Published: Tuesday, Jan. 26, 2010 - 12:00 am | Page 12A
Last Modified: Tuesday, Mar. 1, 2011 - 3:17 pm

With a drug-addicted mother and an ex-con for a father, Amariana Crenshaw had a troubled life from the beginning. She was only 2 when Sacramento County Child Protective Services removed her from her mother and placed her in Tracy Dossman's foster home.

In January 2008, 2 1/2 years later, she would die, burned from head to toe.

Someone threw at least one Molotov cocktail into a rental home Dossman owned. Amariana, 4 1/2 years old, was alone, sleeping on the floor in the front of the empty house. She was allegedly hit by the device, which exploded. No one has ever been charged with the killing.

Sacramento city police say they've devoted "thousands of man-hours" in a "very thorough, very comprehensive" investigation. But how thorough was it, really?

Early on, foster parent Dossman was eliminated as a possible suspect. Why?

Evidence collected by The Bee's Marjie Lundstrom suggests Amariana may have been dead before her body was burned. The chief forensic pathologist for Sacramento County who performed the autopsy said, "I cannot completely rule out that the decedent was not breathing when the firebombs exploded."

Other pathologists who examined the report were more emphatic. "The child was dead before the fire," one told The Bee. "The autopsy was not bad, but the conclusions are quite incorrect.
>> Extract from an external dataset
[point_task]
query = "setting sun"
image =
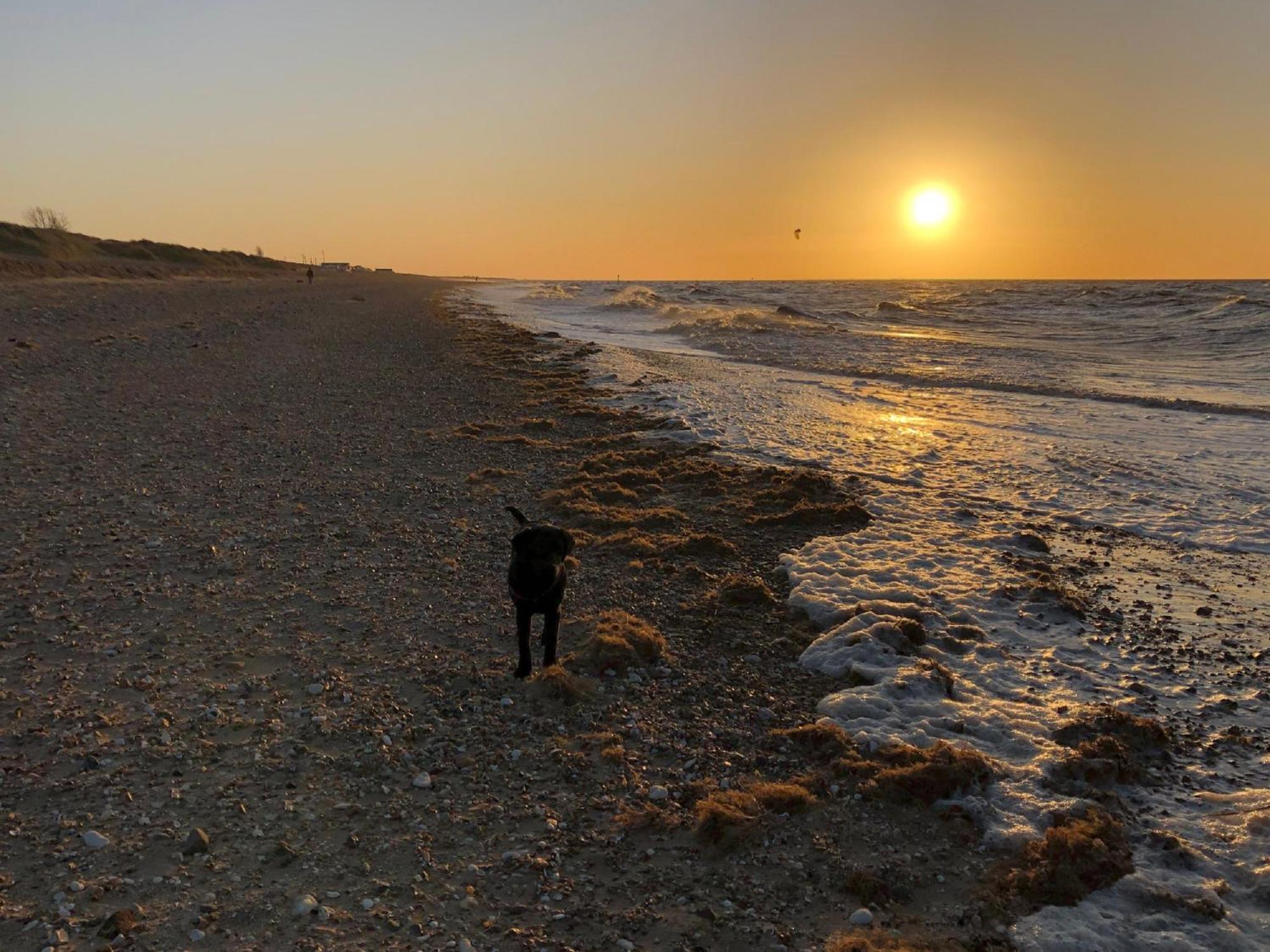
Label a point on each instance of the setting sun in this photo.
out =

There is no question in my mind that this child was already dead," another said.

Several curious facts in the autopsy report raise suspicions about when and how Amariana died.

For one thing, she had a full stomach at the time of her death, about 3 a.m., meaning she would have eaten a large meal one to two hours earlier or around 1 in the morning, an odd meal time for a young child. Did police ask Dossman about that?
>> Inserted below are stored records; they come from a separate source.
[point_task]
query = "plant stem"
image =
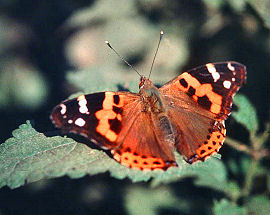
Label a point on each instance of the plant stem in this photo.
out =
(249, 177)
(238, 145)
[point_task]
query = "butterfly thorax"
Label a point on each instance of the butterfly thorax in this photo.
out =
(150, 96)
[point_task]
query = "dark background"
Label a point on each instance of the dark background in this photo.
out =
(33, 35)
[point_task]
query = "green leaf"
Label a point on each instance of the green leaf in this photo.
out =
(150, 200)
(258, 205)
(30, 156)
(246, 114)
(224, 207)
(263, 9)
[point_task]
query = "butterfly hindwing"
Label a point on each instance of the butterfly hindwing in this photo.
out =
(114, 120)
(143, 130)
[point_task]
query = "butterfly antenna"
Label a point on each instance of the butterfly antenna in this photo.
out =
(108, 44)
(160, 38)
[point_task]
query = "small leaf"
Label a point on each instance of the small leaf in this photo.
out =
(258, 205)
(151, 200)
(224, 207)
(263, 9)
(246, 114)
(30, 156)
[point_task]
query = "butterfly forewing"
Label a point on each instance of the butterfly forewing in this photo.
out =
(115, 120)
(198, 102)
(212, 86)
(143, 130)
(97, 116)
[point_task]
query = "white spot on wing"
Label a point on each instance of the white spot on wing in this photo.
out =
(212, 70)
(230, 67)
(227, 84)
(80, 122)
(82, 103)
(63, 109)
(83, 109)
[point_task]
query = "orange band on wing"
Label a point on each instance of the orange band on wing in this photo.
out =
(186, 82)
(108, 113)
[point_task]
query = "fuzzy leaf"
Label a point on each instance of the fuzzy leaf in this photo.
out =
(263, 9)
(151, 200)
(30, 156)
(224, 207)
(246, 114)
(258, 205)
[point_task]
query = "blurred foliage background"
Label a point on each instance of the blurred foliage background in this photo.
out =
(51, 49)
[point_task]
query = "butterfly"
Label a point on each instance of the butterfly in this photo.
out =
(142, 130)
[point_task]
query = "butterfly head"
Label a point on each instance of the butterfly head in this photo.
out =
(145, 83)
Also, the autopsy report says there was no soot in Amariana's airways and no carbon monoxide in her blood. That indicates, experts told The Bee, that she was not breathing when the Molotov cocktail that was supposed to have killed her ignited.
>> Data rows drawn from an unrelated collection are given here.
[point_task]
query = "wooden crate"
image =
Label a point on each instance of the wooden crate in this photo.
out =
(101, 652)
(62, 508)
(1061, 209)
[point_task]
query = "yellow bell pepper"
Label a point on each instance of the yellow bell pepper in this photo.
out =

Why was she sleeping alone on the floor of her foster parent's empty rental house in the first place? Then there is the long history of injuries Amariana suffered while in Dossman's home, a series of split, swollen and cut lips, a bruised eye, a leg injury that left the girl limping, all documented in the CPS file.

Finally, the general condition of Dossman's household raises questions about its suitability. At the time of Amariana's death, Dossman had two of her own children, ages 9 and 19, an 18-year-old nephew and six foster children, ages 4, 8, 15, 15, 16 and 17. State licensing records show that Dossman would leave the older foster children to care for the younger ones. A CPS adoptions supervisor said the home was in "chaos," but no one removed the children. Why not?

Today, two years after Amariana's death, Dossman is still a certified foster parent, with five children under her charge. The homicide investigation appears to have stalled. Amariana deserves better. Given the information disclosed in The Bee's special report, Sacramento police should restart this investigation and not give up until whoever killed Amariana Crenshaw is behind bars.